The final step was on the 20 foot lead with distractions, ie, other people walking their dogs on the side of the street just a few feet away. Liesl broke her stay many times during this phase, and when she did I just shorted the distance between me and her and lengthened the distance between her and the distraction to find that equilibrium that allowed me to keep her attention. Once it was solid, we reversed course and I got farther away while letting the distractions get closer.

We now walk off leash, 10 feet from other dogs, and she obeys my "leave it" without fail (unless the dog is a friend of hers, in which case it turns into a tail-wagging and face-licking party. We're working on that.)


----------



## Cassidy's Mom (Mar 30, 2003)

This is how I teach stay: http://www.germanshepherds.com/forum/training-our-puppy-basic/153300-training-stay.html#post2057182

And recall: http://www.germanshepherds.com/forum/training-our-puppy-basic/142062-no-recall.html#post1900208


----------



## Ucdcrush (Mar 22, 2004)

IMO the most important part of obedience, regardless of what the command is, is socialization. Exposing the dog to the point that it doesn't get over-excited by people, dogs, cats, cars etc.

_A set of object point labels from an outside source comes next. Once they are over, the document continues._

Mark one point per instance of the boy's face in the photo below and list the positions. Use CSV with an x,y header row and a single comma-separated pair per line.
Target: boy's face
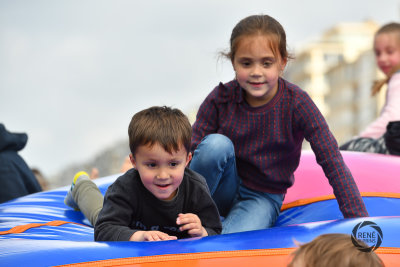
x,y
257,69
161,172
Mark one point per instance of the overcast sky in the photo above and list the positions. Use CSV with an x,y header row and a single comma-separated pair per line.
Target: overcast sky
x,y
73,72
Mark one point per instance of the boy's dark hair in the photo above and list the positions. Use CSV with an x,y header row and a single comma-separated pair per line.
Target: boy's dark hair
x,y
163,125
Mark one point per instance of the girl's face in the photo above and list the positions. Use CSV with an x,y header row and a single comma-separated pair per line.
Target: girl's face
x,y
257,69
387,51
161,172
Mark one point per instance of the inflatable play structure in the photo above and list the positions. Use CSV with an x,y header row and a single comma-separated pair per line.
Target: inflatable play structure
x,y
39,230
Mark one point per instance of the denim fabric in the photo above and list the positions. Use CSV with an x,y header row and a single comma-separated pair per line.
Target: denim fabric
x,y
244,209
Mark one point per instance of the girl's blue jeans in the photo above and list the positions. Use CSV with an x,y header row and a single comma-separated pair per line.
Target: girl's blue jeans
x,y
244,209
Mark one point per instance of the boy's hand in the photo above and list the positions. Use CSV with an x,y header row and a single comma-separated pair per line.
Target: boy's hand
x,y
192,223
151,236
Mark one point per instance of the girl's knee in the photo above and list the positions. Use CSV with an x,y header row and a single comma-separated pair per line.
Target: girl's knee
x,y
217,142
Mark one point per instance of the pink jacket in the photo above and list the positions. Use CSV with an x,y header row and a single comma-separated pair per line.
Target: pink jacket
x,y
390,111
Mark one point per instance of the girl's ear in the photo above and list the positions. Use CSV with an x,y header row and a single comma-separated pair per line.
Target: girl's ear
x,y
132,159
283,64
188,159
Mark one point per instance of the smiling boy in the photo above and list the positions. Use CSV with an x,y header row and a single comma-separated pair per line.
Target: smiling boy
x,y
159,199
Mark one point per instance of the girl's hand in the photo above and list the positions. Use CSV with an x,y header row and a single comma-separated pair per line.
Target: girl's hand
x,y
151,236
191,222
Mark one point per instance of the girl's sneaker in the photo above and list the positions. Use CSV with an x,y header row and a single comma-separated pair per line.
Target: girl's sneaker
x,y
69,199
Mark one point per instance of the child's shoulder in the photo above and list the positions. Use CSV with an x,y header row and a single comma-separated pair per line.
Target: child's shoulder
x,y
226,91
127,179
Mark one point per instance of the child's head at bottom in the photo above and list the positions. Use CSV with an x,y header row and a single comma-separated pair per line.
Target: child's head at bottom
x,y
333,250
159,140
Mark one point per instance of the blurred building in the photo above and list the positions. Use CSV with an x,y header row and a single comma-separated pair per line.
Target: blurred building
x,y
338,71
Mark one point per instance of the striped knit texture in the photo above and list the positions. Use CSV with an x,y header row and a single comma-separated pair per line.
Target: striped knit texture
x,y
268,140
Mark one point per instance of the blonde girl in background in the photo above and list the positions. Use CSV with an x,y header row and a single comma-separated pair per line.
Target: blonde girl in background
x,y
383,134
248,133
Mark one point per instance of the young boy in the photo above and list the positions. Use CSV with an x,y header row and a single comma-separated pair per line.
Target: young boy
x,y
159,199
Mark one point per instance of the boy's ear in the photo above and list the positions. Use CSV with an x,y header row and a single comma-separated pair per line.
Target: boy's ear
x,y
132,159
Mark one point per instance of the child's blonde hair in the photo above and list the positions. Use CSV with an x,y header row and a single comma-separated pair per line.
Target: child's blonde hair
x,y
331,250
387,28
263,25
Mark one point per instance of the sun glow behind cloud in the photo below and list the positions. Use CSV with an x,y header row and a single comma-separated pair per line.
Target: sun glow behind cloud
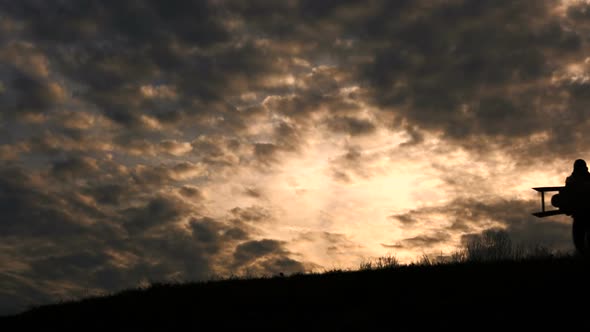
x,y
216,137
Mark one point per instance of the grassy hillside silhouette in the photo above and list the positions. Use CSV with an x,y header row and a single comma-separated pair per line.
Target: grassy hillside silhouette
x,y
488,286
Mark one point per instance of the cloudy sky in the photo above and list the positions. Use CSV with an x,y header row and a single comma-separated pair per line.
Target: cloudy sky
x,y
170,140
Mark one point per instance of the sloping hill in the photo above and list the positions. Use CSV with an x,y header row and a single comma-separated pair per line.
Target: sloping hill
x,y
531,294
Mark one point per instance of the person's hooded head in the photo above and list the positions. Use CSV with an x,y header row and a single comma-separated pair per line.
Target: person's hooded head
x,y
580,166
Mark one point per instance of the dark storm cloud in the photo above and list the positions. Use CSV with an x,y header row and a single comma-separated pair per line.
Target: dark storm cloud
x,y
423,241
28,210
77,167
251,214
468,215
159,211
351,126
110,108
266,256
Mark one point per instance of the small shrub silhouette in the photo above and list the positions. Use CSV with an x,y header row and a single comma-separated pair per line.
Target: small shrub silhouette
x,y
491,245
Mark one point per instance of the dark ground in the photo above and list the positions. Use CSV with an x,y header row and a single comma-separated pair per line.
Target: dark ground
x,y
547,294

But it's still a matter of practice of course, just don't forget the socialization part. Many dogs would have a "perfect" stay if there were just people walking past. But if there was a dog walking past, and the dog is overly-excited by dogs, there goes the stay. Expose the dog to more dogs, suddenly the stay would be improved.

The dogs that could be used for a demonstration, staying around all kind of distractions, is largely because the dog is not tempted by the distraction (it is well socialized, so it's not inclined to get up from a stay). Yes it's possible to train a dog to stay, when it's fighting every ingrained urge to chase a cat, but it would be MUCH harder than exposing him to cats and lowering his arousal with them. When the socialization part is missing and the dog is made to practice (and fails) obedience around very high distractions, that is probably a large contributor to reactivity. Since the dog is already undersocialized/reactive, and now he is experiencing stress and failing to properly obey commands, which increases reactivity around whatever the distraction is.

Obedience has to be (at least) a 2 pronged approach with socialization and practicing the commands.


----------